The Great Mosque of Paris celebrates its centenary amidst colonial history and emancipation
The Great Mosque of Paris celebrates its centenary amidst colonial history and emancipation

Inaugurated in 1926 as a tribute to the Muslim soldiers who fell during the First World War, the Great Mosque of Paris is celebrating its centenary. Historian Naïma Huber-Yahi reflects on the dual role of this place, both a colonial instrument and a link between France and its Muslim community.

A century after its inauguration, the Great Mosque of Paris remains a complex historical object. Built in 1926, it arose from an official desire to pay tribute to Muslim soldiers who died for France during the Great War. But behind this tribute, historian Naïma Huber-Yahi, a contributor to the collective work The Great Mosque of Paris published by Éditions du Cherche-Midi, identifies a more ambivalent logic.

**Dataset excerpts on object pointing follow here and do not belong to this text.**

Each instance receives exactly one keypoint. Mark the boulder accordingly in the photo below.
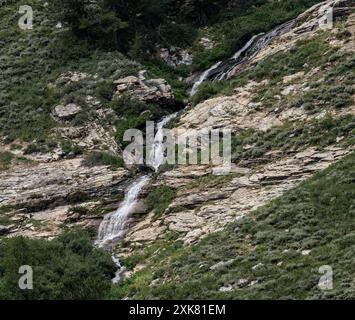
(65, 112)
(148, 90)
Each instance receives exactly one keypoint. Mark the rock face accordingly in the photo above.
(66, 112)
(148, 90)
(203, 208)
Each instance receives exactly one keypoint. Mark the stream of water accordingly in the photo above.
(113, 226)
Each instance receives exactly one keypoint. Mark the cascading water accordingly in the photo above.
(113, 226)
(223, 70)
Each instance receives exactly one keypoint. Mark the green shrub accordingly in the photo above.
(105, 159)
(160, 198)
(6, 158)
(68, 268)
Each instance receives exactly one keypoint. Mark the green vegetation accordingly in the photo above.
(5, 160)
(104, 158)
(266, 248)
(137, 28)
(238, 25)
(65, 268)
(305, 56)
(294, 137)
(160, 198)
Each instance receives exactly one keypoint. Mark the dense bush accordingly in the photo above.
(160, 198)
(65, 268)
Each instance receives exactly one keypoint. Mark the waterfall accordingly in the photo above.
(224, 70)
(158, 151)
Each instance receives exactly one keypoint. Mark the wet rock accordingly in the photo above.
(65, 112)
(149, 90)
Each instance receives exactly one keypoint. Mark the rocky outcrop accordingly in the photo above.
(175, 56)
(66, 112)
(42, 195)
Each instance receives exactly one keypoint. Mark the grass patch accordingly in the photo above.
(104, 158)
(160, 198)
(6, 158)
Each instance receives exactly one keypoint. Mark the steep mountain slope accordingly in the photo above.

“The Great Mosque, a colonial tool, will become a tool of emancipation,” she summarizes. This gradual transformation says a great deal about the evolution of the relationship between France and Islam, and about the place this building has occupied in diplomatic relations between Paris and Algiers over the decades.

Beyond its religious symbolism, the mosque functioned as a political tool, used sometimes to control the Muslim populations of the empire, and sometimes to maintain ties with the states of the Arab world. Its history thus reflects the major upheavals of 20th-century France: colonization, the Algerian War, immigration, and the construction of a Muslim identity in France.

The centenary offers an opportunity to revisit this journey. For Naïma Huber-Yahi, the mosque is not a monument fixed in a single function: it has survived regimes, conflicts and identity recompositions to establish itself today as a landmark of Muslim life in France, charged with all these contradictions.